4 machine learning under time series data

4.1 feature selection

In the previous chapters, the analysis methods used used all the data points in the time series, but we will not use all the data points in the machine learning part to be introduced next. Feature generation is to find a quantitative way to extract the most important information from time series and generate some numerical and category labels. In essence, feature generation is to compress the original data and generate a group of smaller data with sufficient representation. For example, using the mean value and the number of time points to represent the original time series data is the simplest example.

Some common features:

  • Mean and variance
  • Maximum and minimum
  • The difference between the first value and the last value
  • Number of local maxima and local minima
  • Periodicity and autocorrelation

4.1. 1 automatic feature generation and selection

from tsfresh.examples.robot_execution_failures import download_robot_execution_failures,load_robot_execution_failures
from tsfresh import extract_features,select_features
import pandas as pd

timeseries, y = load_robot_execution_failures() # Load data
timeseries.columns #The dataset contains 8 columns, where id indicates the category ID, time is the timeline, and the other 6 columns are the time series values of different dimensions
# Index(['id', 'time', 'F_x', 'F_y', 'F_z', 'T_x', 'T_y', 'T_z'], dtype='object')

# Automatically extract all features
X_extracted = extract_features(timeseries,column_id = "id",column_sort = "time")
X_extracted

# Selective generation feature
fc_parameters = {
    "length": None,
    "large_standard_deviation": [{"r": 0.05}, {"r": 0.1}]
}
extract_features(timeseries, column_id = "id",column_sort = "time",default_fc_parameters=fc_parameters)

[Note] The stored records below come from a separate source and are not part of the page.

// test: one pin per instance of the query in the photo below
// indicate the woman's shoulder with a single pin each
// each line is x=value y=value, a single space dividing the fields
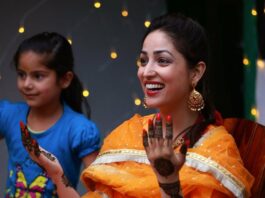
x=128 y=134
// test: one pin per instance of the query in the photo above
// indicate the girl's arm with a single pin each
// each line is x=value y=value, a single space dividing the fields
x=87 y=160
x=49 y=163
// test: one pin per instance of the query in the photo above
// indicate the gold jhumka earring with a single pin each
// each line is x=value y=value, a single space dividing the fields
x=195 y=102
x=144 y=103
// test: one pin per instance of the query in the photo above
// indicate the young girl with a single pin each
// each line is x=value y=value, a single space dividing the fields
x=53 y=113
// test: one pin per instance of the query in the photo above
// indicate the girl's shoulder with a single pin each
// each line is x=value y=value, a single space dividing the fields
x=6 y=105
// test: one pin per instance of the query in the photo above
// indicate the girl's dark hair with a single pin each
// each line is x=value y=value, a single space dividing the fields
x=190 y=39
x=58 y=56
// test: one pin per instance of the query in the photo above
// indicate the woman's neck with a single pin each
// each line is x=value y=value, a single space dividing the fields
x=181 y=119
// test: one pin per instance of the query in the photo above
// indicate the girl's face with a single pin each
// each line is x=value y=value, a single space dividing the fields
x=163 y=72
x=36 y=82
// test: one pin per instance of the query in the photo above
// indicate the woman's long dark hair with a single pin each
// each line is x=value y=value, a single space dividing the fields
x=58 y=57
x=190 y=40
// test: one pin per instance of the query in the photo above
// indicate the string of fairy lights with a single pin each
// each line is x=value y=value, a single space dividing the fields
x=97 y=4
x=259 y=63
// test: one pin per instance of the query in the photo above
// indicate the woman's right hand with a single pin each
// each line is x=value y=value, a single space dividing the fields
x=164 y=161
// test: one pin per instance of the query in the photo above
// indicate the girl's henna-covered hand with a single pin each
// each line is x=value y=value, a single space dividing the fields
x=44 y=159
x=158 y=145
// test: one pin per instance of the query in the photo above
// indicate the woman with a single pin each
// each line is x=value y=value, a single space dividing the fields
x=183 y=150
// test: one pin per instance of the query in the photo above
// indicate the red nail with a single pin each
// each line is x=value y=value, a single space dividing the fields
x=22 y=126
x=158 y=117
x=169 y=120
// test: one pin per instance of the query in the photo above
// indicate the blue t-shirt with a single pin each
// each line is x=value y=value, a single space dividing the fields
x=70 y=139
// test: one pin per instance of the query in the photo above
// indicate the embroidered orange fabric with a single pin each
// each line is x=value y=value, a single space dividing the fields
x=215 y=150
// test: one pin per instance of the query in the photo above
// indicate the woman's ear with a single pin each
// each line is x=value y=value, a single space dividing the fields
x=66 y=79
x=197 y=72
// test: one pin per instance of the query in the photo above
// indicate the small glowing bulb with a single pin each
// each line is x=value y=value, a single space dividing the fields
x=124 y=13
x=21 y=30
x=97 y=4
x=113 y=55
x=147 y=23
x=70 y=41
x=254 y=12
x=138 y=62
x=260 y=63
x=85 y=93
x=246 y=61
x=137 y=102
x=254 y=111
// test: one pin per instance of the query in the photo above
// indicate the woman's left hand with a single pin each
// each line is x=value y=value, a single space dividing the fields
x=159 y=149
x=43 y=158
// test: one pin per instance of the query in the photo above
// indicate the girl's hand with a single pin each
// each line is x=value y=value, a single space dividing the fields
x=44 y=159
x=159 y=149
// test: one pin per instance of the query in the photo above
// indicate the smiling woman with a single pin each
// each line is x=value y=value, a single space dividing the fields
x=184 y=150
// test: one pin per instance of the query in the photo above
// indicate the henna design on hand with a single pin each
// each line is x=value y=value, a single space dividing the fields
x=65 y=181
x=151 y=132
x=29 y=143
x=183 y=149
x=172 y=189
x=145 y=138
x=158 y=127
x=48 y=155
x=169 y=128
x=164 y=166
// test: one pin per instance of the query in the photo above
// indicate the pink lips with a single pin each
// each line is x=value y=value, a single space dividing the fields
x=151 y=92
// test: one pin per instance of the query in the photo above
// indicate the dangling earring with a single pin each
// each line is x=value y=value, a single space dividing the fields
x=195 y=102
x=144 y=103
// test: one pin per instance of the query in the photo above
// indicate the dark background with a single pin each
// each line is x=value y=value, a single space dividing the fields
x=113 y=84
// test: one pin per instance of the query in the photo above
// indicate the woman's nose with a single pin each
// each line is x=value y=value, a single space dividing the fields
x=28 y=83
x=149 y=71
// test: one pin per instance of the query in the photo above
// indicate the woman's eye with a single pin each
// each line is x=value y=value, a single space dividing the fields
x=163 y=61
x=38 y=76
x=141 y=62
x=21 y=74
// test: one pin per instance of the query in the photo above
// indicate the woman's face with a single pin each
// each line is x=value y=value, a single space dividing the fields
x=163 y=72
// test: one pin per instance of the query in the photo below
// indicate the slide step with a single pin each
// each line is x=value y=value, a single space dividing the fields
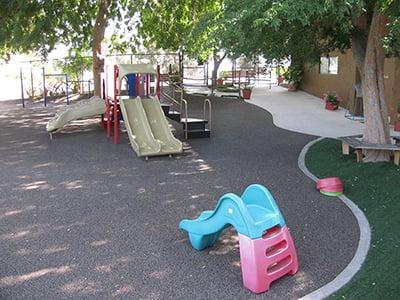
x=196 y=134
x=174 y=115
x=166 y=108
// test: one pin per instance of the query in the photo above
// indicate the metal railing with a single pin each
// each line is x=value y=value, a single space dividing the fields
x=175 y=88
x=207 y=103
x=186 y=117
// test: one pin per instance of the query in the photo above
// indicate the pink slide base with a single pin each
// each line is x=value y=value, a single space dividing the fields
x=267 y=259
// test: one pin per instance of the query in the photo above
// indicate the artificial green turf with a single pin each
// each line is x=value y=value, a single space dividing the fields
x=375 y=188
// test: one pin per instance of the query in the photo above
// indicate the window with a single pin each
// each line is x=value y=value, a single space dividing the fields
x=329 y=65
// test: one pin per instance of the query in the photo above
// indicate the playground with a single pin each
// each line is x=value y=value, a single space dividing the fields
x=199 y=149
x=106 y=225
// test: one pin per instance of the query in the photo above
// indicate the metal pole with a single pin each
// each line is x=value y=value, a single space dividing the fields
x=33 y=94
x=158 y=82
x=44 y=88
x=115 y=106
x=66 y=90
x=22 y=88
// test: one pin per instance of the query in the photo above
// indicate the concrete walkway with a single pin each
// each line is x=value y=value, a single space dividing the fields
x=82 y=218
x=302 y=112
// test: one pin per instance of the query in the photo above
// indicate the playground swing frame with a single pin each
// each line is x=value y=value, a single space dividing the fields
x=115 y=100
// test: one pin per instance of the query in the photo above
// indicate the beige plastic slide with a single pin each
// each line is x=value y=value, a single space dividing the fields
x=82 y=109
x=147 y=127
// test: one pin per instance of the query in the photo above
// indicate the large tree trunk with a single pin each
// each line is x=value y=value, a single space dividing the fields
x=369 y=58
x=217 y=63
x=98 y=37
x=376 y=122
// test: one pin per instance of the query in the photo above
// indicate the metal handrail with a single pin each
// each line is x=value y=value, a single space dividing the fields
x=186 y=117
x=206 y=103
x=178 y=89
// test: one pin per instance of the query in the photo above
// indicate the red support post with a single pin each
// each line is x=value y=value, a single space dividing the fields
x=108 y=106
x=158 y=82
x=115 y=105
x=147 y=85
x=137 y=81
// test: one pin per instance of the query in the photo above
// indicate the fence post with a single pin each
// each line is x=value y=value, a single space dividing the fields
x=22 y=88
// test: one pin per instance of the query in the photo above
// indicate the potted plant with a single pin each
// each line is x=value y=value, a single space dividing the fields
x=331 y=100
x=175 y=78
x=397 y=123
x=294 y=75
x=246 y=92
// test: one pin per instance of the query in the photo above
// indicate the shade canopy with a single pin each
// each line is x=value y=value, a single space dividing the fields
x=126 y=69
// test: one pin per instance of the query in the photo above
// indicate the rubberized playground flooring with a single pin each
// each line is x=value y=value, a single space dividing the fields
x=374 y=187
x=81 y=217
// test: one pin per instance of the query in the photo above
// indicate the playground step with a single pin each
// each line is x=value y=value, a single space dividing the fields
x=166 y=108
x=196 y=134
x=194 y=124
x=174 y=115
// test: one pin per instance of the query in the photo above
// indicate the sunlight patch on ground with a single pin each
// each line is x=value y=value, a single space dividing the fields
x=82 y=286
x=126 y=289
x=72 y=185
x=17 y=279
x=99 y=243
x=36 y=185
x=159 y=274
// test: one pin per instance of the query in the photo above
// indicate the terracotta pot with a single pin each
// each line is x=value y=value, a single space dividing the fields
x=397 y=126
x=246 y=93
x=292 y=87
x=331 y=106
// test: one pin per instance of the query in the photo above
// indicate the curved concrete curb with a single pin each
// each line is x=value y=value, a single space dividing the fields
x=363 y=245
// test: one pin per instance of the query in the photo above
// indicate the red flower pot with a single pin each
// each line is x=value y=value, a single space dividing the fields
x=331 y=106
x=246 y=93
x=397 y=126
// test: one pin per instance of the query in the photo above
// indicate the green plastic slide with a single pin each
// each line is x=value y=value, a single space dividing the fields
x=147 y=127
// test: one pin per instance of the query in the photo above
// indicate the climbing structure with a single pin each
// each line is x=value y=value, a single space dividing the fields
x=267 y=250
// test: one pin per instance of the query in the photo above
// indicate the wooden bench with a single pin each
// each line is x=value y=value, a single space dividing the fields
x=358 y=145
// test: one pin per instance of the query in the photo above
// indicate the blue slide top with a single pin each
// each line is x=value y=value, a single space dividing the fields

# Automatic feature selection
X_extracted_cols = X_extracted.isnull().sum().where(lambda x : x==0).dropna().index  # Since not all generated variables are meaningful, delete the features containing NA, which is also the requirement of the feature selection function
X_selected = select_features(X_extracted[X_extracted_cols], y)
# The fresh algorithm automatically selects 665 features from 2203 features
print('count of raw feature: {}'.format(len(X_extracted_cols)))
print('count of auto-selected feature: {}'.format(len(X_selected.columns)))
# count of raw feature: 2203
# count of auto-selected feature: 665

This process in the official document shows the idea of using fresh algorithm for feature selection. In short, it determines whether to select this feature by comparing the significant differences of features under different time series categories.

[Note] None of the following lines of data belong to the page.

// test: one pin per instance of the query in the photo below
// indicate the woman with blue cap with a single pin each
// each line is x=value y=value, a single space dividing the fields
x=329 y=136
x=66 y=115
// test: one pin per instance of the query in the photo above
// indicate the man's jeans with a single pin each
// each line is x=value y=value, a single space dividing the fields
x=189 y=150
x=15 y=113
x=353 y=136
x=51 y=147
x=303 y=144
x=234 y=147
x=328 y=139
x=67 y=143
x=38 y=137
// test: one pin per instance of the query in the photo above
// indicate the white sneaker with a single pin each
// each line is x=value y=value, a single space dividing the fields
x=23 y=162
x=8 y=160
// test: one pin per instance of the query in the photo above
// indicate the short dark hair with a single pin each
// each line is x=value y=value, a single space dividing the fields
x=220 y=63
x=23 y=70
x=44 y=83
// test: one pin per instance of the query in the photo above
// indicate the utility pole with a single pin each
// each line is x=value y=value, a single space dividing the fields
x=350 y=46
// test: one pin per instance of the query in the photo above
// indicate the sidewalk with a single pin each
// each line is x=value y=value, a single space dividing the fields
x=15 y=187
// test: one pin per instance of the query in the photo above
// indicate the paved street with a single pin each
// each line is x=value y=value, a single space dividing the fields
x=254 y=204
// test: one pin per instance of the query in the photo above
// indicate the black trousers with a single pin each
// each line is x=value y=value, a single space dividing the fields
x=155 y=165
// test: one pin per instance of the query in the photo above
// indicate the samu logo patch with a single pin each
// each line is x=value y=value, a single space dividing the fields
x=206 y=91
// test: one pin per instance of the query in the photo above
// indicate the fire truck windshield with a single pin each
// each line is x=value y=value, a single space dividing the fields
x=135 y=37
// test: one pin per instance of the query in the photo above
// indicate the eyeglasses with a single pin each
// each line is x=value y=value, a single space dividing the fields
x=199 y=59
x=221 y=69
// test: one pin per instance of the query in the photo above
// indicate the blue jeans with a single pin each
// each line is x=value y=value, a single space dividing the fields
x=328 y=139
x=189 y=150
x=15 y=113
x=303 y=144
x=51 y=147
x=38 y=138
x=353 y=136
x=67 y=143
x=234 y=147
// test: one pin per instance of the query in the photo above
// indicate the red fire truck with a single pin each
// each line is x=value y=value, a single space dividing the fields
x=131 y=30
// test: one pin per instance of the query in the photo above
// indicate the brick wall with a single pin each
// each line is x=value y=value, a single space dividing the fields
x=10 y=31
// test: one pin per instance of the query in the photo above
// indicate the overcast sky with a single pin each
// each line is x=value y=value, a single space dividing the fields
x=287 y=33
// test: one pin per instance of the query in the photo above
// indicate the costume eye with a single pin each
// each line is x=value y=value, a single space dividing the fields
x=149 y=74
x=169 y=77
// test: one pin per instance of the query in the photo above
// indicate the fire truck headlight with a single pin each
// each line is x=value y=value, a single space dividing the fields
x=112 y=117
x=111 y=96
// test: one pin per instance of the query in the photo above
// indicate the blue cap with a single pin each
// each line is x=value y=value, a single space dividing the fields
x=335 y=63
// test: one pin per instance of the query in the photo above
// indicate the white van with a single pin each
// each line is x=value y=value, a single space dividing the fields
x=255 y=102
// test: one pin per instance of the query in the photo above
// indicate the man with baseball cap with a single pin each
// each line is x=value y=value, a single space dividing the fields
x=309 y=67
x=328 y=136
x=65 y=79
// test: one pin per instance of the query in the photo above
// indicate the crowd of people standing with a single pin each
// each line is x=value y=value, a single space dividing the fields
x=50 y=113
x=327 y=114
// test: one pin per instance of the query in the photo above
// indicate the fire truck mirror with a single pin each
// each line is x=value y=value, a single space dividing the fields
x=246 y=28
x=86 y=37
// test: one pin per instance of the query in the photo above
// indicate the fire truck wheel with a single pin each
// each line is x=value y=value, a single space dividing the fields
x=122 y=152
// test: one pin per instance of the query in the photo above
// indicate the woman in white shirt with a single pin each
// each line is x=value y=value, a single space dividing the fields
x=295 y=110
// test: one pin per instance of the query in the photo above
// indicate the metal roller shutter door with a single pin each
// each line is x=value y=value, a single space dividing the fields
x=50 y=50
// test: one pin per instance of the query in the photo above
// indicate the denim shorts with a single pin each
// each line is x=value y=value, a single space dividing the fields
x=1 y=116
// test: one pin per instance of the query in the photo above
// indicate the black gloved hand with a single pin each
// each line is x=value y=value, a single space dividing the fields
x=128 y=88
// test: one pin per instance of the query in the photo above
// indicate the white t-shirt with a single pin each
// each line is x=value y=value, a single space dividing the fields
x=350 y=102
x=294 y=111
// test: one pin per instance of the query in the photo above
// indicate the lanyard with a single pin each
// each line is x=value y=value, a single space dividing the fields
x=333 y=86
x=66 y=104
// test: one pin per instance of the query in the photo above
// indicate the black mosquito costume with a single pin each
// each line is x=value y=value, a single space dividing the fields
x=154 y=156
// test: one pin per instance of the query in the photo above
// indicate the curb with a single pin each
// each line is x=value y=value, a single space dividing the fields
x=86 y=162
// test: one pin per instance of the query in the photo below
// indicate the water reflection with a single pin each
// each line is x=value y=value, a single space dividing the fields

In addition, there are other methods for feature selection, such as recursive feature extraction (RFE). However, this method is not built in the tsfresh package and can be combined with the RFE method in sklearn.

4.2 classification

Taking the original EEG time series data as an example, this paper demonstrates how to use machine learning model for time series classification.

The EEG data set has five categories:

  • EEG recording of healthy human brain with eyes open and closed
  • EEG records of two non epilepsy related areas in patients with epilepsy during seizure free period
  • Intracranial recording of EEG during seizures
import matplotlib.pyplot as plt
from tsfresh import extract_features
import pandas as pd
import numpy as np
from sklearn.model_selection import train_test_split
from sklearn.ensemble import RandomForestClassifier
import xgboost as xgb
eeg = pd.read_csv('data\eeg.csv')
eeg.head()

# 1. Observe the time series characteristics of different categories to prepare for the following structural characteristics
plt.subplot(3, 1, 1)
plt.plot(eeg[eeg.id==0]['times'], eeg[eeg.id==0]['measurements'])
plt.legend(eeg.loc[0,'classes'])
plt.subplot(3, 1, 2)
plt.plot(eeg[eeg.id==300]['times'],eeg[eeg.id==300]['measurements'])
plt.legend(eeg.loc[300*4097,'classes'])
plt.subplot(3, 1, 3)
plt.plot(eeg[eeg.id==450]['times'],eeg[eeg.id==450]['measurements'])
plt.legend(eeg.loc[450*4097,'classes'])
plt.tight_layout()
# It is found from the chart that the data of Z and G are less tortuous than that of S. In addition, each class has quite different value range, and the distribution of data points seems to be different.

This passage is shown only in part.